Every perceived imperfection in it, as in humanity as a whole, is but the shadow of a future perfection. There is time enough to learn. There is a time for everything, in fact; and there is also a time for a nation to be reborn. Israel is not isolated. Its challenges are shared with mankind. A Raja Yogi of the Himalayas wrote these words regarding the human future and the need of a global civilization based on ethics and respect for life:
“We have the weakness to believe in ever recurrent cycles and hope to quicken the resurrection of what is past and gone. We could not impede it even if we would. The ‘new civilization’ will be but the child of the old one, and we have but to leave the eternal law to take its own course to have our dead ones come out of their graves; yet, we are certainly anxious to hasten the welcome event.” 
Everything is cyclic in Nature. The notion of reincarnation is quietly central to the Jewish mysticism, as Tyron Goldschmidt and Beth Seacord demonstrate in their 2013 essay “Judaism, Reincarnation and Theodicy”.
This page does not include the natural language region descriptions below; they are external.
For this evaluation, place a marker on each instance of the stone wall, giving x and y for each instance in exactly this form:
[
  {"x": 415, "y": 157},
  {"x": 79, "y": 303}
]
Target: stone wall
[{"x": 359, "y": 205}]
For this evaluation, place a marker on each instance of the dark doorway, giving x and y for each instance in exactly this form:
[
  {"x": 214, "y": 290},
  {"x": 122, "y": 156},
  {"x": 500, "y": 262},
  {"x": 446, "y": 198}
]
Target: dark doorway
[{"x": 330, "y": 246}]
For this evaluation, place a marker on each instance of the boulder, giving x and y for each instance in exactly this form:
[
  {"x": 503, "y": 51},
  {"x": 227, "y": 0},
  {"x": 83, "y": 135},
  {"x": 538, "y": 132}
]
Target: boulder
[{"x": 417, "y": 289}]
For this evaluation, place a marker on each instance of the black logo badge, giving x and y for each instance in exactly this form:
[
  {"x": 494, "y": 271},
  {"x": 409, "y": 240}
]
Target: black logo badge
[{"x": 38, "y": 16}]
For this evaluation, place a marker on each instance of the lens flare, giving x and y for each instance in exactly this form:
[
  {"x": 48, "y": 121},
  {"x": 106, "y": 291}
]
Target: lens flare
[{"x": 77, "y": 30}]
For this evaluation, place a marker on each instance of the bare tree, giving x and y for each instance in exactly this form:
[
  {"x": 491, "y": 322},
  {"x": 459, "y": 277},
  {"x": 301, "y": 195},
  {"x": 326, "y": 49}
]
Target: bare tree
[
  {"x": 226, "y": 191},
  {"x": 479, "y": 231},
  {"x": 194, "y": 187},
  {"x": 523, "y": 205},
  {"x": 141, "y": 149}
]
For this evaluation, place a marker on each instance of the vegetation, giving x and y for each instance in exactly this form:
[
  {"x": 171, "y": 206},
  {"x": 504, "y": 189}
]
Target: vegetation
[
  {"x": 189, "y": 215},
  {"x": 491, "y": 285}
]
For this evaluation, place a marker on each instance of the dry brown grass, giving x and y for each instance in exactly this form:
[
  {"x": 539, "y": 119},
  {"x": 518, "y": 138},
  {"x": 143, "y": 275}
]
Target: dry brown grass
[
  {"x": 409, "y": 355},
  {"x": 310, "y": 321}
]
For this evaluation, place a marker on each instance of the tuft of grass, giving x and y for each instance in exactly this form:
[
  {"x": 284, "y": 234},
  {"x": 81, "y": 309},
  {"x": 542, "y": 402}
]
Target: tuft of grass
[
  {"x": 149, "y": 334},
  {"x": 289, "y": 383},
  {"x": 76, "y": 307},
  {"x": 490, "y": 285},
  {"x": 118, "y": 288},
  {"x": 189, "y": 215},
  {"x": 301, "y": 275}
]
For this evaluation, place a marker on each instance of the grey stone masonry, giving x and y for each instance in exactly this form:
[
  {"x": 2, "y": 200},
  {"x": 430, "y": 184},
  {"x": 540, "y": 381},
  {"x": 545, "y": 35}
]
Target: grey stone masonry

Cycles and reembodiments can be individual, and they can be collective. Israel, as a country, is a nation reborn. It is now transiting somewhere from childhood, or perhaps from adolescence: it depends on the point of view adopted to look at its evolution from 1948.
Life is certainly dangerous, and wisdom is life intensified. Possessing a rich wisdom tradition means that one must walk a perilous path. Nuclear proliferation is presently the main threat to Israel’s existence, and to human existence as well.
Just as in the 1930s and 1940s, the Jewish nation is once more in a decisive position in the transcendent effort to preserve and improve human experience on earth, and to expand its quality through ethics and through wisdom.
The one most unjustly attacked nation, the longest hated people on earth, is also among the best in Ethics, in philosophy and wisdom. This is no small issue for the Law of Karma as taught by Eastern esoteric tradition.
Dangers must not be entirely unwelcome, for they force us to open the eyes so we can see Beauty, Truth and Goodness in unexpected places.
Severe difficulties force us to live an inner awakening which enables us to activate the positive aspects in any situation, and to adopt a creative attitude often called “utopian”.
 A kibbutz, plural form “kibbutzim”, is a collective community in Israel, usually based on agriculture. The first kibbutz was established in 1909. Kibbutzim began as utopian communities combining socialism and Zionism.
 Moshav, plural form, moshavim (lit. settlement, or village), is a type of Israeli town or settlement, in particular a cooperative agricultural community of individual farms.
 “The Secret Doctrine”, Helena P. Blavatsky, The Theosophy Co., Los Angeles, volume I, p. xli.
 “The Mahatma Letters”, TUP, Pasadena, CA, USA, Letter XXVIII, pp. 214-215.
 Published in “Faith and Philosophy”, October 2013, pp. 393-417. “Judaism, Reincarnation and Theodicy” is available online at the blog of the Association for the Philosophy of Judaism.